PatchEncoder 层将通过将补丁投影到大小为 projection_dim 的向量上来线性转换补丁。此外,它还向投影向量添加一个可学习的位置嵌入。

class PatchEncoder(layers.Layer):
    def __init__(self, num_patches, projection_dim):
        super().__init__()
        self.num_patches = num_patches
        self.projection = layers.Dense(units=projection_dim)
        self.position_embedding = layers.Embedding(
            input_dim=num_patches, output_dim=projection_dim
        )

    def call(self, patch):
        positions = ops.expand_dims(
            ops.arange(start=0, stop=self.num_patches, step=1), axis=0
        )
        projected_patches = self.projection(patch)
        encoded = projected_patches + self.position_embedding(positions)
        return encoded

    def get_config(self):
        config = super().get_config()
        config.update({"num_patches": self.num_patches})
        return config

构建ViT模型

ViT模型由多个Transformer块组成,这些块使用layers.MultiHeadAttention层作为自注意力机制,应用于补丁的序列。Transformer块生成一个[batch_size, num_patches, projection_dim]张量,该张量通过一个带有softmax的分类器头进行处理,以产生最终的类别概率输出。

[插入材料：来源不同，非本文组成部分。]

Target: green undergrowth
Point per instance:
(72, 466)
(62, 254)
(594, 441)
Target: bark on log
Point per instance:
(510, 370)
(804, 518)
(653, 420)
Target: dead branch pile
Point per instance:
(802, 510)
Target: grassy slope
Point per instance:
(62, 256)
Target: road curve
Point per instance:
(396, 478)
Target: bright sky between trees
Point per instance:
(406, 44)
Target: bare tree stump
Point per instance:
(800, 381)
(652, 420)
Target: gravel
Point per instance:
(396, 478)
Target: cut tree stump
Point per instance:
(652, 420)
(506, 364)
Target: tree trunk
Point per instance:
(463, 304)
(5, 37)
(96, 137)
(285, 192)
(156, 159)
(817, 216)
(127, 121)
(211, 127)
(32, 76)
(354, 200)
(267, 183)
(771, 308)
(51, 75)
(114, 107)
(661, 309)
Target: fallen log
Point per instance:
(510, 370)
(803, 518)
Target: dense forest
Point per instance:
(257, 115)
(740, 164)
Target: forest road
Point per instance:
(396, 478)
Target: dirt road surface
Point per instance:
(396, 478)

论文中描述的技术不同,该技术在编码补丁的序列前添加了一个可学习的嵌入以作为图像表示,最终Transformer块的所有输出都通过layers.Flatten()重塑,并用作分类器头的图像表示输入。注意,可以使用layers.GlobalAveragePooling1D层来聚合Transformer块的输出,特别是在补丁数量和投影维数较大时。

def create_vit_classifier():
    inputs = keras.Input(shape=input_shape)
    # 增强数据。
    augmented = data_augmentation(inputs)
    # 创建补丁。
    patches = Patches(patch_size)(augmented)
    # 编码补丁。
    encoded_patches = PatchEncoder(num_patches, projection_dim)(patches)

    # 创建多个Transformer块。
    for _ in range(transformer_layers):
        # 层归一化1。
        x1 = layers.LayerNormalization(epsilon=1e-6)(encoded_patches)
        # 创建多头注意力层。
        attention_output = layers.MultiHeadAttention(
            num_heads=num_heads, key_dim=projection_dim, dropout=0.1
        )(x1, x1)
        # 跳跃连接1。
        x2 = layers.Add()([attention_output, encoded_patches])
        # 层归一化2。
        x3 = layers.LayerNormalization(epsilon=1e-6)(x2)
        # MLP。
        x3 = mlp(x3, hidden_units=transformer_units, dropout_rate=0.1)
        # 跳跃连接2。
        encoded_patches = layers.Add()([x3, x2])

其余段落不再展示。